From   "Newson, Roger B" <[email protected]>
To   <[email protected]>
Subject   RE: st: How to create a rank?
Date   Tue, 4 Mar 2008 20:30:27 -0000

As it happens, at least one statistical reason for using the default
ranks of -rank()- is that these are the ranks used in the Wilcoxon
ranksum test (see on-line help for -ranksum-).

These default ranks can be used to define Somers' D(Y|X), where Y is the
variable being ranked and X is a binary variable. Somers' D is the
parameter behind the so-called "non-parametric" ranksum test. If X has
values 0 and 1, then Somers' D is the difference between 2
probabilities, namely the probability that a random Y-value from the
sub-population where X==1 is larger than a random Y-value from the
subpopulation where X==0 and the probability that a random Y-value from
the subpopulation where X==0 is larger than a random Y-value from the
subpopulation where X==1.

If the sample number is N, and the numbers of X-values equal to 0 and 1
are N_0 and N_1, respectively, and Y_ij is the j'th Y-value in the
subsampl;e where X==i for i in {0,1} and j from 1 to N_i, then we have
the equality

D(Y|X) = (2/N) * ( (Sum_j=1^N_1 Rank(Y_1j)/N_1) - (Sum_j=1^N_0
Rank(Y_0j)/N_0) )

or, in other words, the difference between the 2 subsample mean ranks
multiplied by 2/N. Under these conditions, Somers' D is also known as
the rank-biserial correlation (RBC) coefficient of Cureton (1956).

I would like to thank Mike Lacy of Colorado State University for drawing
my attention to Edward Cureton's work on Somers' D for binary X, which
pre-dates the more general definition of Somers' D for possibly
non-binary X (Somers, 1962).

Roger


References

Cureton EE. Rank-biserial correlation. Psychometrika 1956; 21(3):
287-290.

Somers RH. A new asymmetric measure of association for ordinal
variables. American Sociological Review 1962; 27: 799-811.


Roger B Newson
Lecturer in Medical Statistics
Respiratory Epidemiology and Public Health Group
National Heart and Lung Institute
Imperial College London
Royal Brompton campus
Room 33, Emmanuel Kaye Building
1B Manresa Road
London SW3 6LR
UNITED KINGDOM
Tel: +44 (0)20 7352 8121 ext 3381
Fax: +44 (0)20 7351 8322
Email: [email protected] 
Web page: www.imperial.ac.uk/nhli/r.newson/
Departmental Web page:
http://www1.imperial.ac.uk/medicine/about/divisions/nhli/respiration/pop
genetics/reph/

Opinions expressed are those of the author, not of the institution.

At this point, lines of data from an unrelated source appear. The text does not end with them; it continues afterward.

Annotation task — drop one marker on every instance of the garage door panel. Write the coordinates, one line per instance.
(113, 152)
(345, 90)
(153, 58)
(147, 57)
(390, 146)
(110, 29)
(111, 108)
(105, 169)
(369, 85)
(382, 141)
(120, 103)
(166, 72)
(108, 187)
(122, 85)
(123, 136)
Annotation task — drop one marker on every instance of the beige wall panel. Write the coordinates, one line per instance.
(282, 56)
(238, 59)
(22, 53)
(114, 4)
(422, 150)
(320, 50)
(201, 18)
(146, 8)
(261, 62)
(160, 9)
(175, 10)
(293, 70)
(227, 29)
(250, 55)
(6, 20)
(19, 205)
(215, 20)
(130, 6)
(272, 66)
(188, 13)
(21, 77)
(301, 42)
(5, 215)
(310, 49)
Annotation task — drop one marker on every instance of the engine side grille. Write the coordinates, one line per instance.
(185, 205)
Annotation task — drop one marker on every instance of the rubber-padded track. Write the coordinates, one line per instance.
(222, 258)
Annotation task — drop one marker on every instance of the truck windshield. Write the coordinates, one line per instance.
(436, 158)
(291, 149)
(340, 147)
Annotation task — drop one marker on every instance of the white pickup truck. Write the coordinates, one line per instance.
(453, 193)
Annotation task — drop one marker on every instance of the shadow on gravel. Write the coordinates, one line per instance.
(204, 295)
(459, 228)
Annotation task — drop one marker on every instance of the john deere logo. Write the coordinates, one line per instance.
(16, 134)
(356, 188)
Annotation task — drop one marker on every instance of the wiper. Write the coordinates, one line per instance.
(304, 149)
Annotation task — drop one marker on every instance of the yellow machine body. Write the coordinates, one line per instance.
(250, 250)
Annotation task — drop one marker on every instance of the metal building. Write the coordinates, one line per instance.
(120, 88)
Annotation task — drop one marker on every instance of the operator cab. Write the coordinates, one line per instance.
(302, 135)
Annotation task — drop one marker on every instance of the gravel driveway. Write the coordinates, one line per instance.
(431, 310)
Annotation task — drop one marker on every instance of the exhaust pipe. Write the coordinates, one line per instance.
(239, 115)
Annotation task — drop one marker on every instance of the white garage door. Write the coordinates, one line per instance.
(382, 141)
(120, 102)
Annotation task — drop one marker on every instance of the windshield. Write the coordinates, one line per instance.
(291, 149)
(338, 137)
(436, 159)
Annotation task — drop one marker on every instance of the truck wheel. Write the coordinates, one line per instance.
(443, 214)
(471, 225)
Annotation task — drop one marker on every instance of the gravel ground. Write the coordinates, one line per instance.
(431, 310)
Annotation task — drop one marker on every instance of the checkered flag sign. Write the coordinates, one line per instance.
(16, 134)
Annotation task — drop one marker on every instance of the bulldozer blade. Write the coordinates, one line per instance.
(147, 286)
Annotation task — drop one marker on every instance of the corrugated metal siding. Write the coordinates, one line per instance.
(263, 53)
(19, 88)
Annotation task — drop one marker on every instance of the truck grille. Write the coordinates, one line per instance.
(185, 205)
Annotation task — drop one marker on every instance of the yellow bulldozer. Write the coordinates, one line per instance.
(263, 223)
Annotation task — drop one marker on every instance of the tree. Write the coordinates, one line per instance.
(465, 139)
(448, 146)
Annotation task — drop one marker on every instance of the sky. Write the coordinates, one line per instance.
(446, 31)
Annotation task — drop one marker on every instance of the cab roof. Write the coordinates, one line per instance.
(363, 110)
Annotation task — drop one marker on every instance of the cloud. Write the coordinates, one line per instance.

-----Original Message-----
From: [email protected]
[mailto:[email protected]] On Behalf Of Nick Cox
Sent: 04 March 2008 18:48
To: [email protected]
Subject: RE: st: How to create a rank?

Roger makes the main point, that -egen, rank()- supports other
definitions of 
ranks that always yield integers. That is explained, although tersely,
in the on-line help. 

For most statistical purposes, ranks for n values are defined by a
choice of whether highest or lowest has rank 1 and two rules: 

1. Equal values get equal ranks. 

2. The sum of the ranks is always equal to the sum of the integers 1 to
n. 

The extra options -field- -track- and -unique- break either 1 or 2 and
correspond to occasional requests for something different. 
I don't know of a statistical case for any of them: the rationale is
more likely to be for data reporting or graphics. 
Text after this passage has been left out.